Dejar de respirar
La muerte no es tan solo ley de vida, es también el
sentido de ésta. La eternidad la convertiría, a la vida, en un tedioso camino
en el que el ser humano, tal y como es hoy, acabaría buscando terminar con su
existencia con más ahínco aún del que pone en intentar alargarla. Por eso,
aunque nos empeñemos en verla maligna, la muerte es una de las mejores bondades
que nos regala la vida. Mas, a veces, es cruel, atroz, desalmada; arrasa con
todo.
25 de noviembre de 1968, es Santa Catalina. Pero
hoy, a Vela, eso le da igual: Ha muerto Isaac. No ha permitido que se lo
quiten, lo lleva en brazos en el taxi que circula por la N-232. Había nacido
hace diecisiete meses y cuatro días, con la entrada del verano de 1967.
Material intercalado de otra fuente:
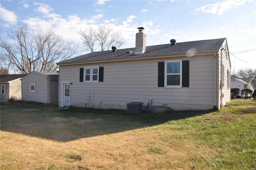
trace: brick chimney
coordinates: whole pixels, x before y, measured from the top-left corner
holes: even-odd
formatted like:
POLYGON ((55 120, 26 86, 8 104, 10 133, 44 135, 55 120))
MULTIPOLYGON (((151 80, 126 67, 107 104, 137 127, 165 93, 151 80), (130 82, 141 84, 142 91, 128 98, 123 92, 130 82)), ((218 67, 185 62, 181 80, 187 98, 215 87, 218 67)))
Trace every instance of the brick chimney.
POLYGON ((139 27, 139 32, 136 33, 136 44, 134 54, 142 54, 146 51, 146 34, 143 30, 143 27, 139 27))

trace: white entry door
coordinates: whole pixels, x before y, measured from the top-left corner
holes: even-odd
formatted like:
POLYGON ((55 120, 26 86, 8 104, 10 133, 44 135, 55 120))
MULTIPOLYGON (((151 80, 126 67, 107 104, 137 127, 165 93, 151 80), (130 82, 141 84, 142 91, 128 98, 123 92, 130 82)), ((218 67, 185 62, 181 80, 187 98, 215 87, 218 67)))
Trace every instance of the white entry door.
POLYGON ((62 106, 70 105, 70 84, 63 83, 62 106))

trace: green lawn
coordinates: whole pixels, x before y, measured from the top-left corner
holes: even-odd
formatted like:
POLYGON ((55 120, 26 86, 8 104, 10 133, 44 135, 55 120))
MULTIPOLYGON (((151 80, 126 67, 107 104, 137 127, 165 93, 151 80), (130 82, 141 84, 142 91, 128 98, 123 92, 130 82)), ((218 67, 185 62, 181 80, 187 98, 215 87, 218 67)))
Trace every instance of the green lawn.
POLYGON ((1 105, 1 169, 255 170, 256 101, 218 111, 1 105))

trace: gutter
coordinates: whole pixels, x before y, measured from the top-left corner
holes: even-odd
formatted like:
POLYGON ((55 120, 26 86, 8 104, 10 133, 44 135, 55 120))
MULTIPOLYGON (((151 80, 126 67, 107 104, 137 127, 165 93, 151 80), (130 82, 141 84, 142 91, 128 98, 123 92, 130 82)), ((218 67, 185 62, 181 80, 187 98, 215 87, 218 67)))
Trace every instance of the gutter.
MULTIPOLYGON (((212 53, 218 52, 218 50, 211 50, 207 51, 200 51, 197 52, 195 56, 200 56, 204 55, 207 54, 212 55, 212 53)), ((166 54, 154 54, 150 55, 142 55, 138 56, 138 55, 134 55, 134 56, 126 56, 124 57, 120 58, 104 58, 100 59, 98 60, 82 60, 80 61, 75 61, 73 62, 68 62, 60 63, 58 62, 56 63, 56 64, 59 66, 64 66, 68 65, 71 64, 91 64, 91 63, 96 63, 98 62, 112 62, 116 61, 129 61, 131 60, 144 60, 144 59, 156 59, 165 58, 166 57, 186 57, 186 52, 182 53, 166 53, 166 54)))
MULTIPOLYGON (((223 82, 222 81, 222 78, 222 78, 222 65, 223 65, 223 61, 222 61, 222 50, 224 49, 223 47, 222 47, 220 49, 220 55, 221 55, 220 59, 220 107, 222 107, 223 104, 222 104, 222 98, 223 97, 223 95, 222 95, 222 88, 223 88, 223 82)), ((224 74, 223 74, 223 75, 224 74)))
POLYGON ((217 64, 216 63, 217 60, 216 59, 216 52, 214 52, 214 108, 215 110, 217 110, 217 108, 216 106, 216 103, 217 102, 217 96, 216 96, 216 93, 217 93, 217 88, 218 88, 218 87, 217 86, 217 73, 216 73, 217 71, 217 64))

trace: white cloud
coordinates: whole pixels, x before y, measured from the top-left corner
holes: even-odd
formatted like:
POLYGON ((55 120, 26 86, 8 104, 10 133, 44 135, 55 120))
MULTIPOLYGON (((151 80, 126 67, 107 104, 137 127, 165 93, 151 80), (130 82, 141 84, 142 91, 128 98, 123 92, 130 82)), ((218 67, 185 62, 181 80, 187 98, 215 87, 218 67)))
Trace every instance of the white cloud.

─ Angelitos al cielo ─ dice una voz mientras el
pequeño ataúd entra en su sepulcro.
─ ¡Prefiero demonios en la tierra! ─Clama al
firmamento Vela. Y se hace el silencio en ella.
Guillermo llora a escondidas al llegar a casa,
desaparecido entre las sombras oscuras de su dolor. Siempre ha sido un hombre
discreto, callado, templado; todo lo contrario que su mujer, Vela, un terremoto
hoy yermo de fuerza. Guillermo tampoco tiene fuerzas, también ha caído. Ya no
es persona: sólo lágrimas silenciosas, rabia contenida, padre vacío.
Ella está en el salón, ha decidido dejar de
respirar desafiando a Dios y parece que lo está consiguiendo. Ahora me enfado y
no respiro, como un niño al que le han quitado su juguete favorito y tiene una
pataleta. Pero ni es un niño, ni es un juguete.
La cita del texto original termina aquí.